Why a Year Dedicated to Faith? Reply

Finding the Right Door

Have you ever experienced the following: you are at someone’s house for the first time and you need to use the restroom. You ask where it is and they tell you, “down the hall to the left.” You go down the hall and you find two doors. You open the first one and you say to yourself, “Oh, oh, wrong door!” Lesson? To get to the right room you have to open the right door.

Pope Benedict in his Apostolic Letter proclaiming a “Year of Faith” uses the image of faith as a “door.” It is the door to true happiness. Not all doors allow you to enter true happiness, which is the possession of God forever in Heaven. Self-centered spirituality will not do. Pious practices geared only to emotional living of Christian life will not do. Mere effort to understand and develop our human potentiality will not do. All of these are the wrong doors.

Why a Year dedicated to Faith?

What first stands out is the date chosen for the opening of this Year, October 11, 2012. It is related to two anniversaries and an event. This date coincides with the 50th Anniversary of the opening of the Second Vatican Council and with the 20th Anniversary of the publication of the Catechism of the Catholic Church. The event is the Synod of Bishops on “The New Evangelization for the Transmission of the Christian Faith” which will begin in October.

Pope Benedict in his letter refers four times to the Year of Faith as a “good opportunity”. He considers the above-mentioned Synod as “a good opportunity to usher the whole Church into a time of particular reflection and rediscovery of the faith.”

Second Vatican Council

The Pope deliberately timed the launch of the Year of Faith to coincide with the 50th anniversary  of the opening of the Second Vatican Council because it seemed it would provide “a good opportunity to help understand that the texts bequeathed by the Council Fathers have lost none of their value or brilliance.” Since this Year is meant to arouse in every believer the aspiration to profess the faith in fullness, he sees it as “a good opportunity to intensify the celebration of the faith in the liturgy, especially in the Eucharist.” And finally, since “faith without charity bears no fruit” the Year of Faith will also be “a good opportunity to intensify the witness of charity.”

If we want to be in tune with the Holy Father’s invitation we have to ask ourselves, “How well do I know and live my faith?” “Have I ever read or sought to understand the essential content of the Second Vatican Council documents?” “Do I prepare myself to participate deeply and actively in the Celebration of the Eucharist?” “Am I a true witness of charity?”

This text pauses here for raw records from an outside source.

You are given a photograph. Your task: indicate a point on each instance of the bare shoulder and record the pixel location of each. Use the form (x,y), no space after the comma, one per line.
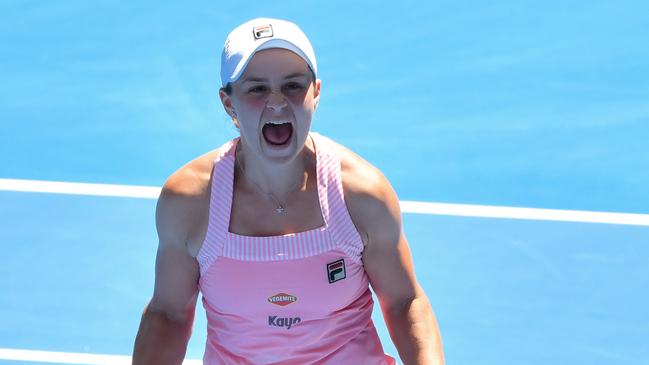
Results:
(372,202)
(183,204)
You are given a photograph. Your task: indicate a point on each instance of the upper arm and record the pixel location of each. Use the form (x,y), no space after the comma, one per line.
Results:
(374,207)
(176,271)
(387,257)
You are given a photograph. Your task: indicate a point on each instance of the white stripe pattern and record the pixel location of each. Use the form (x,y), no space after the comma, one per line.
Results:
(55,357)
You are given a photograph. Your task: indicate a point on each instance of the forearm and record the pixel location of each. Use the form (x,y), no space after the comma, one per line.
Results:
(160,340)
(415,333)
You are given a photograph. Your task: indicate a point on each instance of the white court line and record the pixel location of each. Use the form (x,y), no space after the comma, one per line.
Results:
(466,210)
(71,357)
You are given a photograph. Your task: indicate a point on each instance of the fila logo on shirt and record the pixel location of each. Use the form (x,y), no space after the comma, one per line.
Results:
(336,271)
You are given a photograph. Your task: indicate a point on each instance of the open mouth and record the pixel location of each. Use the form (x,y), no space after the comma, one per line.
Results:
(277,133)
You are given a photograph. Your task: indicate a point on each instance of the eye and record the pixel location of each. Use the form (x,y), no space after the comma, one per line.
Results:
(293,86)
(258,89)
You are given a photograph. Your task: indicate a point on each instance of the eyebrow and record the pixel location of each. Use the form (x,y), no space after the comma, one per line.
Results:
(261,79)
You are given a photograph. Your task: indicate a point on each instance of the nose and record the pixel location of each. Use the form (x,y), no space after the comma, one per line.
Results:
(276,101)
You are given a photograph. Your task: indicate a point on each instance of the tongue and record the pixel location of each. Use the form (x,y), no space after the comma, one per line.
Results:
(277,133)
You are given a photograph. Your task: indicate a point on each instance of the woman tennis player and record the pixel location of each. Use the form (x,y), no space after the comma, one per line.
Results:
(282,230)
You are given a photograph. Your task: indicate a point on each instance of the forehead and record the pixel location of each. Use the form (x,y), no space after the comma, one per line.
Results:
(275,63)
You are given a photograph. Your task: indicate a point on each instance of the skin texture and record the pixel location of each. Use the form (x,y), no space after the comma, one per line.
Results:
(277,86)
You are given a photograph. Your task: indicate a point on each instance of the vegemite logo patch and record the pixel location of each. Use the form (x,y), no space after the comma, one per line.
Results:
(263,31)
(282,299)
(336,271)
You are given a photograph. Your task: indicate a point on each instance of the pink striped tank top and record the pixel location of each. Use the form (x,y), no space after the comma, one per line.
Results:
(299,298)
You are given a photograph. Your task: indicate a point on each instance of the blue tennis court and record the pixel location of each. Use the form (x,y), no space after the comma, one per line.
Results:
(471,110)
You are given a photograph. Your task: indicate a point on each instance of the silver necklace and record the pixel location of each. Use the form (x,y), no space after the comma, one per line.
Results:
(281,208)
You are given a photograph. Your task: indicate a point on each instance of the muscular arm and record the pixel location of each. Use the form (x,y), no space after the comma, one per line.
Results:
(408,315)
(167,320)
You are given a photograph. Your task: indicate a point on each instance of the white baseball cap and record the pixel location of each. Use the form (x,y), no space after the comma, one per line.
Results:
(259,34)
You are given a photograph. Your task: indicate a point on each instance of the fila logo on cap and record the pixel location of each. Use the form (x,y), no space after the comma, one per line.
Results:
(336,271)
(263,31)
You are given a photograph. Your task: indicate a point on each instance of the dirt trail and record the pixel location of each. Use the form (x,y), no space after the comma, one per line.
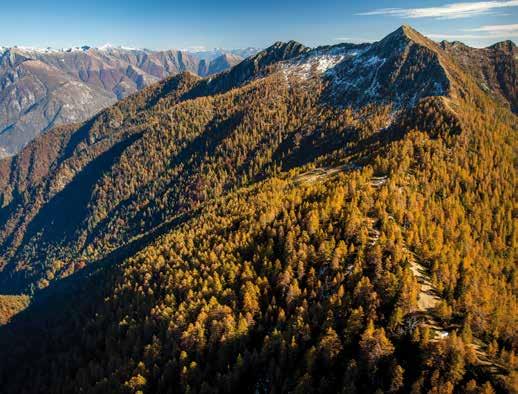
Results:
(428,297)
(321,173)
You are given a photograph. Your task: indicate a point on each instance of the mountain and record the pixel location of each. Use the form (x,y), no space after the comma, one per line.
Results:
(40,89)
(310,220)
(494,68)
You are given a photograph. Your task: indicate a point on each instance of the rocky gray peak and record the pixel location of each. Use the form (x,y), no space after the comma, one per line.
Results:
(401,69)
(41,88)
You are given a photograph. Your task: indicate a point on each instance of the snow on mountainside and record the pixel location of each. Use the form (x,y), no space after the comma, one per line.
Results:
(400,69)
(42,88)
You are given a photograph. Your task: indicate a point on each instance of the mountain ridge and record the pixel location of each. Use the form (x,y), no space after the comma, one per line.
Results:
(91,79)
(276,226)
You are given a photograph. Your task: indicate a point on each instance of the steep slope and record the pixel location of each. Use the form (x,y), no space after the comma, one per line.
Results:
(254,231)
(222,63)
(43,88)
(494,68)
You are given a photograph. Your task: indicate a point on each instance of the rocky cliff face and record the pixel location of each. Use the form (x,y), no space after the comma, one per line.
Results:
(40,89)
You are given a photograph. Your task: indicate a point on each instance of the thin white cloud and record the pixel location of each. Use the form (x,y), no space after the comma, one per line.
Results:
(446,11)
(482,32)
(496,28)
(352,39)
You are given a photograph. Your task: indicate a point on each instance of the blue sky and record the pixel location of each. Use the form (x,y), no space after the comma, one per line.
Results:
(160,24)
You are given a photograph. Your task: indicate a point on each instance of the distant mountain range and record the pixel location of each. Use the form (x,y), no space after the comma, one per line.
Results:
(311,220)
(42,88)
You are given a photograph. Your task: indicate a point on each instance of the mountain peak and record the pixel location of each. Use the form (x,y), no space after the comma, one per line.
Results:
(507,46)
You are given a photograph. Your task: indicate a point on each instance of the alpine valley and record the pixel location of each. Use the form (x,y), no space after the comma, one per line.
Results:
(43,88)
(306,220)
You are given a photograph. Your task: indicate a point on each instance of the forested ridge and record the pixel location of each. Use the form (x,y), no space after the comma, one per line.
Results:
(263,238)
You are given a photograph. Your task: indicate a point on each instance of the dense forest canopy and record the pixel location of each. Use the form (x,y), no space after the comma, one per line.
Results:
(269,230)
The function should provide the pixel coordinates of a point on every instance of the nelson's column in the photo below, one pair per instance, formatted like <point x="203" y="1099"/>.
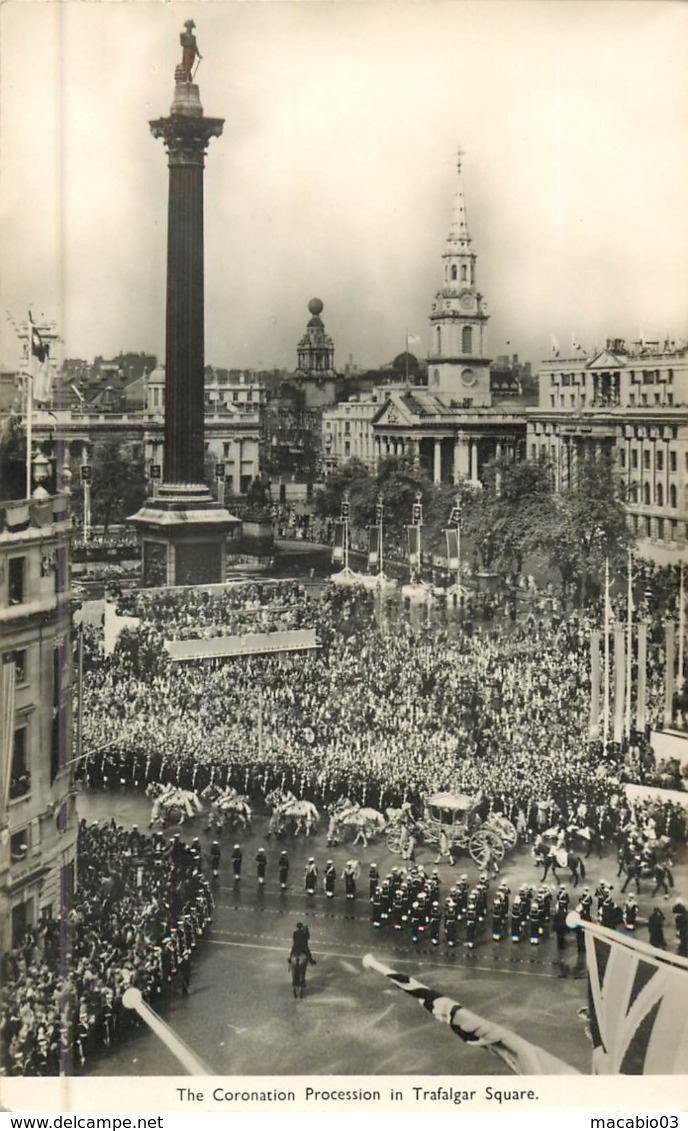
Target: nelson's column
<point x="182" y="529"/>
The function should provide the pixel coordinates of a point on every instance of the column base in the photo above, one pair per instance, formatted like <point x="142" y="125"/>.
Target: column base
<point x="183" y="534"/>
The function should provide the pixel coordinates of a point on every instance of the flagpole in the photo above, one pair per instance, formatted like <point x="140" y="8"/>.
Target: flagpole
<point x="607" y="619"/>
<point x="29" y="397"/>
<point x="629" y="645"/>
<point x="680" y="680"/>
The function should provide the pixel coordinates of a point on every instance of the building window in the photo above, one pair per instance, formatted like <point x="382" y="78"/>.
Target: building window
<point x="20" y="779"/>
<point x="19" y="658"/>
<point x="18" y="845"/>
<point x="17" y="567"/>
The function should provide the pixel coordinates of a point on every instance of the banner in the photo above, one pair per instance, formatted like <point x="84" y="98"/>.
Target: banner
<point x="637" y="1006"/>
<point x="619" y="681"/>
<point x="452" y="549"/>
<point x="373" y="546"/>
<point x="669" y="672"/>
<point x="337" y="550"/>
<point x="8" y="680"/>
<point x="641" y="691"/>
<point x="414" y="545"/>
<point x="594" y="684"/>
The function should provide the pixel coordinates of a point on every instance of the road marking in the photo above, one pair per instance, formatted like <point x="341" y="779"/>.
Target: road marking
<point x="414" y="961"/>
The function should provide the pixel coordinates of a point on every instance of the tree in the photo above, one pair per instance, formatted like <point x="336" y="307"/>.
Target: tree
<point x="119" y="482"/>
<point x="590" y="525"/>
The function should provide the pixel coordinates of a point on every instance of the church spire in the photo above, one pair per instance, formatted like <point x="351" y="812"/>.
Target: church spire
<point x="458" y="230"/>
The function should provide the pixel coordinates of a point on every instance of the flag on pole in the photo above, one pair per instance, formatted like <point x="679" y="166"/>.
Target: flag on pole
<point x="452" y="549"/>
<point x="8" y="680"/>
<point x="637" y="1004"/>
<point x="414" y="545"/>
<point x="40" y="367"/>
<point x="519" y="1054"/>
<point x="373" y="546"/>
<point x="337" y="550"/>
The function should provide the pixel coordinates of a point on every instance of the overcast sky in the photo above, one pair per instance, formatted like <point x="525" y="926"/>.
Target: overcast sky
<point x="335" y="172"/>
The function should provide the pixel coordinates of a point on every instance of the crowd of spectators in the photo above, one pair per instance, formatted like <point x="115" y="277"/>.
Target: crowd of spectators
<point x="383" y="711"/>
<point x="140" y="905"/>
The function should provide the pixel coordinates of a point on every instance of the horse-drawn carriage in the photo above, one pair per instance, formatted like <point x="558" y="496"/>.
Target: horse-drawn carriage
<point x="453" y="819"/>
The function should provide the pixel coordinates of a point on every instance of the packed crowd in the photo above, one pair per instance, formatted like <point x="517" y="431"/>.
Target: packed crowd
<point x="381" y="713"/>
<point x="139" y="908"/>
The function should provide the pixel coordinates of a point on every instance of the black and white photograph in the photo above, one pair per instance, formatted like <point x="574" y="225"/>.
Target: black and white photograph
<point x="343" y="555"/>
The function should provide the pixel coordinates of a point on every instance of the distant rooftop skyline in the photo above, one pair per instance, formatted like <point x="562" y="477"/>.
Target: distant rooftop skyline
<point x="336" y="171"/>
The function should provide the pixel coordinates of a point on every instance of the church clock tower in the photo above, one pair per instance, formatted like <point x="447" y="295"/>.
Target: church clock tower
<point x="457" y="367"/>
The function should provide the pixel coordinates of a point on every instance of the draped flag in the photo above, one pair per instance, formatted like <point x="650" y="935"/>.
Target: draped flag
<point x="39" y="360"/>
<point x="637" y="1004"/>
<point x="519" y="1054"/>
<point x="619" y="680"/>
<point x="414" y="545"/>
<point x="373" y="546"/>
<point x="669" y="674"/>
<point x="337" y="550"/>
<point x="642" y="676"/>
<point x="452" y="549"/>
<point x="8" y="680"/>
<point x="594" y="684"/>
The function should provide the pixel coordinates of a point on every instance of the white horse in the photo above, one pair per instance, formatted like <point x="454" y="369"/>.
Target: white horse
<point x="228" y="804"/>
<point x="172" y="804"/>
<point x="367" y="822"/>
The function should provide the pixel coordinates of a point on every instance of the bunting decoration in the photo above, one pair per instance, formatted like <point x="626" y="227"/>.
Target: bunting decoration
<point x="637" y="1004"/>
<point x="519" y="1054"/>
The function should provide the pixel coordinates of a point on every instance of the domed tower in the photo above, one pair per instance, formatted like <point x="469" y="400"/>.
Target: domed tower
<point x="457" y="367"/>
<point x="316" y="352"/>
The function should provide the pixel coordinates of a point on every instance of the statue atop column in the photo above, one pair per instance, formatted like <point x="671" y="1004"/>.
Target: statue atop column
<point x="190" y="51"/>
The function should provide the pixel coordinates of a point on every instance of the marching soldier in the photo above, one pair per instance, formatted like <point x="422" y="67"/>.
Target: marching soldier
<point x="471" y="920"/>
<point x="310" y="877"/>
<point x="283" y="869"/>
<point x="435" y="923"/>
<point x="450" y="922"/>
<point x="260" y="865"/>
<point x="215" y="860"/>
<point x="237" y="857"/>
<point x="330" y="875"/>
<point x="499" y="914"/>
<point x="376" y="907"/>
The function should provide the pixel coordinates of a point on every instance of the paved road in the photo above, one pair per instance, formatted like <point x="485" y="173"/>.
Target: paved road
<point x="241" y="1017"/>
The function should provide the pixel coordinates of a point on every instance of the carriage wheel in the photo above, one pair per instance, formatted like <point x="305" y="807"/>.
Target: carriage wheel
<point x="486" y="845"/>
<point x="505" y="830"/>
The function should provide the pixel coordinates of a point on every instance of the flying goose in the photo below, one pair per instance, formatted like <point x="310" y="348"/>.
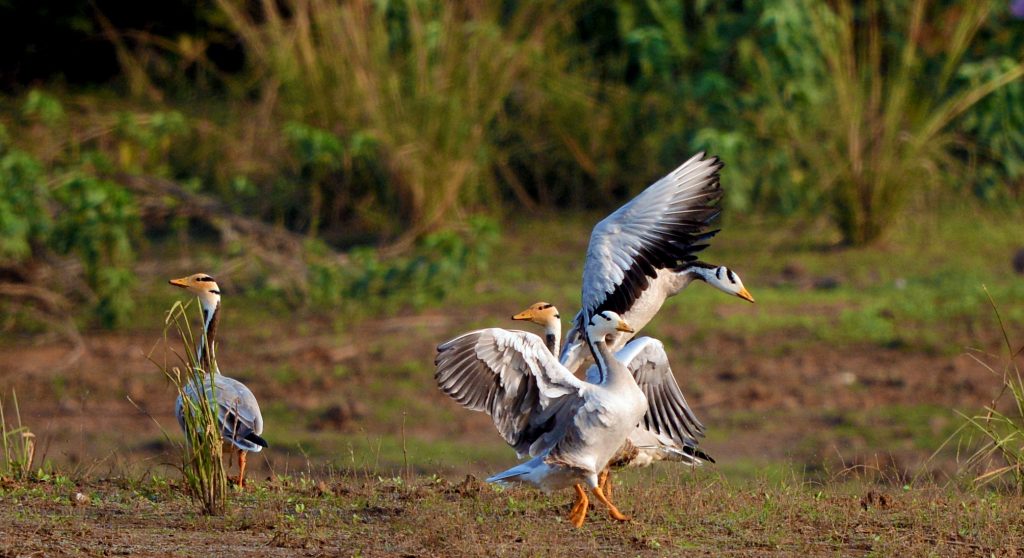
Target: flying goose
<point x="238" y="412"/>
<point x="669" y="429"/>
<point x="569" y="428"/>
<point x="646" y="251"/>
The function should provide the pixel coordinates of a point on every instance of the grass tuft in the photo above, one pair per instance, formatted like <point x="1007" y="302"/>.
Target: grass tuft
<point x="202" y="464"/>
<point x="1000" y="425"/>
<point x="18" y="444"/>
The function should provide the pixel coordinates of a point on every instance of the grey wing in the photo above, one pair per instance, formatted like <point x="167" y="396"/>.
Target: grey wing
<point x="238" y="412"/>
<point x="659" y="228"/>
<point x="512" y="377"/>
<point x="241" y="420"/>
<point x="668" y="413"/>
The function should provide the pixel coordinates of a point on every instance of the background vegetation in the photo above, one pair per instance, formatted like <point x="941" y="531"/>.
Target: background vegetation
<point x="299" y="130"/>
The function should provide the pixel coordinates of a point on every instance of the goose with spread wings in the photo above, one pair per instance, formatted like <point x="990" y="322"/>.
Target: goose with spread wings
<point x="669" y="430"/>
<point x="569" y="428"/>
<point x="646" y="251"/>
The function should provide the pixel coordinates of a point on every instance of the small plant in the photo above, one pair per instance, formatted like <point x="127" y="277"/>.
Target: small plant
<point x="202" y="465"/>
<point x="18" y="444"/>
<point x="1000" y="425"/>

Other objectives or tasks of the Year of Faith are:

  • “To rediscover the content of the faith that is professed, celebrated, lived and prayed, and to reflect on the act of faith.”
  • “A concerted effort to rediscover and study the fundamental content of the faith that receives its systematic and organic synthesis in the Catechism of the Catholic Church.”
  • “Retracing the history of our faith, marked as it is by the unfathomable mystery of the interweaving of holiness and sin.”

As can be seen by the words in bold type in this article, the Holy Father repeats a word that is a program in itself, “rediscover”. To rediscover implies two things mainly: the object of our rediscovery already existed and was known before but later forgotten; it implies an effort on our part. This rediscovery is geared towards the renewal of the Church which is called to a renewed conversion and a life of witness in order to carry out the task of Evangelization, proclaiming the Gospel. That is why the Pope calls for a New Evangelization: “There is a need for a stronger ecclesial commitment to new evangelization in order to rediscover the joy of believing and the enthusiasm for communicating the faith.”

We will communicate the faith in the measure in which we know it and let it transform our life. What good is it to believe if our lives are not transformed by what we believe? How can we give witness to the redeeming action of Christ, how can we feel that “the love of Christ impels us” (2 Cor 5:14) to evangelize  if we don’t encounter Christ by “faith working through love” (Gal 5:6)?

“The ‘door of faith’ (Acts 14:27) is always open for us, ushering us into the life of communion with God and offering entry into his Church. It is possible to cross that threshold when the word of God is proclaimed and the heart allows itself to be shaped by transforming grace.”

We have a great opportunity before us to not only find the right door that leads to salvation, but also help many people in search of God to find the right path towards the “door of faith.”